Where I find the answer to a question that has always fascinated me, even as a child, when I saw streams of wild geese honking their way through the sky, in the spring and in the fall: why were they flying in a V formation?

So, here: “While in flight, birds position themselves in order to gain lift from the bird in front. As it flies, the leading bird pushes down the air with its wings. The air is then squeezed around the outer edge of the wings so that, at the tip of the wing, the air moves and an upwash is created.

By flying at the wing tip of the bird in front, the follower rides the upwash and preserves energy. The birds time their wingbeats carefully, resulting sometimes in a V-shape, or a J, or an inversion of one or the other.

In storms and crosswinds the birds adapt and create new shapes – power curves and S-formations and even figures of eight.”

“In storms and crosswinds…”

Apeirogon, the aptly named geometrical figure for a polygone with an infinite number of sides.

*

One thing is for sure, if I went to the trouble of translating documents that seem important to me in the hope of collecting “Likes” here or on facebook, I would have stopped doing so a long time ago. Not that I’m against signs of appreciation, but luckily, that is not what motivates me.

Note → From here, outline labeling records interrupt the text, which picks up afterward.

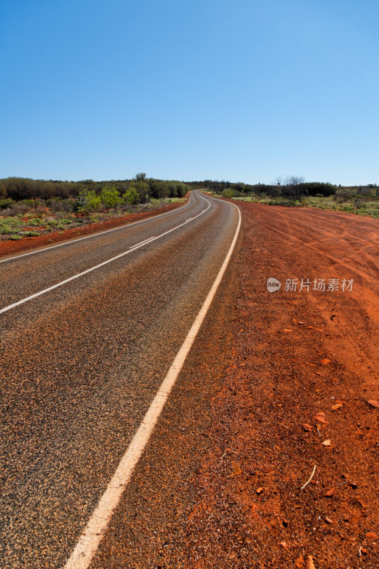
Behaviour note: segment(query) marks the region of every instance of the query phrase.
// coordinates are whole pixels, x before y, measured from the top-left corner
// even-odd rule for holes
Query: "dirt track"
[[[233,357],[193,477],[187,566],[378,568],[378,223],[240,207]],[[295,278],[310,290],[286,292]],[[351,292],[312,290],[333,278]]]

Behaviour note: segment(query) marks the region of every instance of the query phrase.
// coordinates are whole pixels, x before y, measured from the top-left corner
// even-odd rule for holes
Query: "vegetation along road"
[[[4,569],[89,566],[239,224],[234,205],[193,191],[187,205],[164,215],[1,260]]]

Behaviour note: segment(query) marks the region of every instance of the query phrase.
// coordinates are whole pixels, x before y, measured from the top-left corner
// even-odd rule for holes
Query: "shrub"
[[[100,206],[101,198],[96,195],[95,190],[81,190],[74,201],[73,210],[77,217],[80,217],[97,211]]]
[[[106,208],[115,208],[121,202],[119,192],[110,186],[105,186],[100,192],[100,201]]]

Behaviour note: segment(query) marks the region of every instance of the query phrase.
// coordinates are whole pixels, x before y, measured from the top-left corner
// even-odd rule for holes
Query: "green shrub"
[[[105,186],[100,192],[100,200],[106,208],[115,208],[121,202],[119,192],[110,186]]]
[[[96,195],[95,190],[81,190],[74,201],[73,210],[78,217],[80,215],[87,216],[92,211],[100,209],[101,203],[101,198]]]

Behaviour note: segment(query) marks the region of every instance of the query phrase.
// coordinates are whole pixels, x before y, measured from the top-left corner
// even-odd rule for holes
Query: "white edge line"
[[[170,211],[165,211],[164,213],[159,213],[158,216],[151,216],[150,218],[146,218],[146,219],[141,219],[139,221],[134,221],[133,223],[125,223],[124,225],[120,225],[119,227],[114,227],[112,229],[106,229],[104,231],[98,231],[96,233],[92,233],[90,235],[85,235],[85,237],[80,237],[78,239],[71,239],[70,241],[66,241],[64,243],[58,243],[58,245],[48,245],[48,247],[45,247],[43,249],[38,249],[38,251],[30,251],[28,253],[22,253],[22,255],[16,255],[15,257],[9,257],[8,259],[1,259],[0,260],[1,262],[6,262],[7,261],[13,261],[15,259],[20,259],[21,257],[26,257],[28,255],[36,255],[36,253],[42,253],[43,251],[49,251],[50,249],[55,249],[57,247],[64,247],[66,245],[70,245],[71,243],[76,243],[78,241],[82,241],[83,239],[90,239],[92,237],[99,237],[99,235],[103,235],[105,233],[109,233],[111,231],[118,231],[119,229],[125,229],[125,228],[132,227],[132,225],[137,225],[137,223],[143,223],[144,221],[150,221],[151,219],[156,219],[156,218],[161,218],[162,216],[166,216],[168,213],[172,213],[174,211],[178,211],[180,209],[183,209],[186,208],[187,206],[189,206],[191,203],[191,198],[192,197],[192,191],[191,190],[190,193],[190,198],[188,201],[187,203],[185,203],[184,206],[181,206],[180,208],[176,208],[175,209],[172,209]]]
[[[140,241],[139,243],[136,243],[135,245],[131,245],[129,248],[133,249],[134,247],[137,247],[139,245],[147,245],[149,241],[152,241],[153,239],[155,239],[155,235],[152,235],[151,237],[149,237],[149,239],[145,239],[144,241]]]
[[[232,241],[232,244],[230,245],[221,268],[186,339],[176,354],[167,375],[164,379],[150,407],[146,413],[142,422],[133,437],[116,472],[90,518],[64,569],[87,569],[97,550],[105,531],[107,529],[112,515],[118,505],[122,493],[130,479],[134,467],[137,464],[149,441],[171,388],[176,381],[176,378],[181,370],[186,358],[191,350],[195,338],[205,317],[209,307],[210,306],[220,282],[226,270],[230,257],[232,256],[241,225],[241,213],[240,209],[234,203],[232,205],[238,211],[238,225],[233,240]]]
[[[205,198],[203,198],[203,199]],[[205,210],[205,211],[208,210],[209,207],[210,207],[210,203],[209,202],[208,202],[208,206]],[[198,213],[197,216],[195,216],[195,217],[192,218],[192,220],[196,219],[196,218],[198,218],[199,216],[203,215],[203,213],[204,213],[203,211],[201,211],[200,213]],[[112,262],[112,261],[115,261],[117,259],[119,259],[122,257],[124,257],[125,255],[129,255],[129,253],[133,252],[133,251],[135,251],[137,249],[139,249],[140,247],[144,247],[144,245],[149,245],[149,243],[151,243],[153,241],[156,241],[157,239],[160,239],[164,235],[171,233],[172,231],[175,231],[176,229],[183,227],[183,225],[185,225],[188,223],[188,221],[184,221],[183,223],[181,223],[178,225],[176,225],[176,227],[173,228],[172,229],[169,229],[168,231],[165,231],[164,233],[161,233],[161,235],[157,235],[156,237],[153,237],[150,238],[148,241],[144,241],[144,242],[143,241],[142,243],[132,245],[127,251],[124,251],[124,252],[119,253],[119,255],[117,255],[115,257],[112,257],[111,259],[107,259],[106,261],[103,261],[102,262],[100,262],[99,265],[96,265],[95,267],[90,267],[89,269],[86,269],[85,271],[78,273],[78,275],[74,275],[73,277],[69,277],[68,279],[65,279],[65,280],[63,280],[60,282],[57,282],[56,284],[53,284],[51,287],[48,287],[46,289],[43,289],[43,290],[40,290],[38,292],[35,292],[34,294],[31,294],[29,297],[23,298],[21,300],[18,300],[16,302],[14,302],[12,304],[9,304],[7,307],[4,307],[4,308],[1,308],[0,309],[0,314],[3,314],[3,312],[7,312],[12,308],[16,308],[16,307],[20,306],[20,304],[23,304],[25,302],[28,302],[29,300],[32,300],[34,298],[37,298],[37,297],[41,297],[41,294],[45,294],[46,292],[49,292],[50,290],[54,290],[54,289],[58,289],[58,287],[62,287],[63,284],[66,284],[68,282],[70,282],[72,280],[75,280],[75,279],[78,279],[80,277],[82,277],[84,275],[87,275],[89,272],[92,272],[92,271],[95,270],[95,269],[99,269],[100,267],[104,267],[104,265],[108,265],[108,263]]]

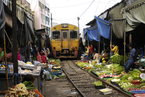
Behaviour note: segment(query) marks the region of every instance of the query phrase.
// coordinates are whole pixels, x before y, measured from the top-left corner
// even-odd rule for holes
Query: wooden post
[[[8,79],[8,67],[7,67],[7,57],[6,57],[6,39],[4,34],[4,56],[5,56],[5,71],[6,71],[6,81],[7,81],[7,90],[9,89],[9,79]]]

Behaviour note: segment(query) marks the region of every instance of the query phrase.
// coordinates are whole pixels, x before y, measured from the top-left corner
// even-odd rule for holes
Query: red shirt
[[[42,60],[41,63],[46,63],[46,56],[45,55],[41,55],[41,60]]]
[[[90,47],[90,53],[93,53],[93,46]]]

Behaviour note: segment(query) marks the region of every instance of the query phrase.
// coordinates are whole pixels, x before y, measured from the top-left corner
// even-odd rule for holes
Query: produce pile
[[[17,84],[14,88],[9,88],[5,97],[35,97],[35,86],[32,82],[25,81]]]
[[[120,59],[118,59],[118,57]],[[117,87],[131,92],[137,90],[145,90],[145,79],[140,78],[140,71],[138,69],[133,69],[128,73],[125,73],[124,66],[120,65],[122,61],[122,56],[114,55],[112,57],[112,64],[104,65],[100,63],[96,63],[92,61],[92,64],[87,62],[77,62],[76,64],[81,68],[88,70],[88,72],[92,71],[92,73],[98,75],[98,77],[102,78],[108,83],[116,83]],[[128,57],[126,57],[126,60]],[[102,85],[101,82],[94,82],[95,86]],[[114,84],[115,85],[115,84]],[[130,93],[131,94],[131,93]]]
[[[95,81],[95,82],[94,82],[94,85],[95,85],[95,86],[102,86],[103,84],[102,84],[101,81]]]

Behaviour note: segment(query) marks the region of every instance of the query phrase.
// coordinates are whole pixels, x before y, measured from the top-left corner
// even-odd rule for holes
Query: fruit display
[[[101,81],[95,81],[94,84],[95,84],[95,86],[102,86],[103,85]]]
[[[31,87],[31,88],[30,88]],[[17,84],[14,88],[9,88],[5,97],[35,97],[35,87],[26,86],[24,83]]]
[[[112,60],[114,61],[112,64],[101,64],[101,63],[93,63],[90,65],[87,62],[77,62],[77,65],[87,70],[89,73],[93,71],[93,74],[96,74],[101,79],[106,82],[116,85],[117,87],[125,90],[126,92],[137,91],[137,90],[145,90],[145,79],[140,78],[141,72],[138,69],[133,69],[128,73],[125,73],[124,66],[120,65],[120,60],[118,57],[122,57],[120,55],[113,56]],[[116,58],[115,58],[116,57]],[[127,57],[126,57],[127,58]],[[116,62],[115,62],[116,61]],[[119,61],[119,62],[117,62]],[[95,64],[95,65],[94,65]],[[95,86],[101,86],[102,82],[95,81]]]
[[[133,84],[132,83],[130,83],[130,82],[124,82],[124,81],[122,81],[122,82],[120,82],[119,84],[118,84],[121,88],[126,88],[126,87],[129,87],[129,86],[133,86]]]

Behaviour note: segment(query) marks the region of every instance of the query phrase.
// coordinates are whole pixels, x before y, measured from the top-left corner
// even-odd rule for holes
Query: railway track
[[[93,74],[79,68],[74,61],[64,60],[62,61],[62,68],[70,82],[78,90],[82,97],[131,97],[131,95],[120,90],[119,88],[108,84],[104,80],[96,77]],[[112,94],[102,95],[99,89],[94,86],[94,81],[102,81],[105,87],[111,88]]]

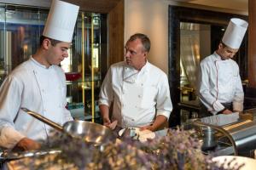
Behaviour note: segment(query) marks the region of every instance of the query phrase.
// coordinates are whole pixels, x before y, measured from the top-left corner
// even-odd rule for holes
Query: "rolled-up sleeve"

In fact, even it those documents are read by only one person, and that person leaves no comment whatsoever, that’s already good. And if they are not read by anyone, the excercise of translating them is useful in itself. There is nothing that compares to translating to deepen one’s own understanding of a complex situation and to stay humble when it comes to one’s own place in the apparent jumble. (“Humble” not being a synonym for “Powerless”, I’m quite convinced of that).

*Colum McCann, Apeirogon, Bloomsbury Publishing, 2020.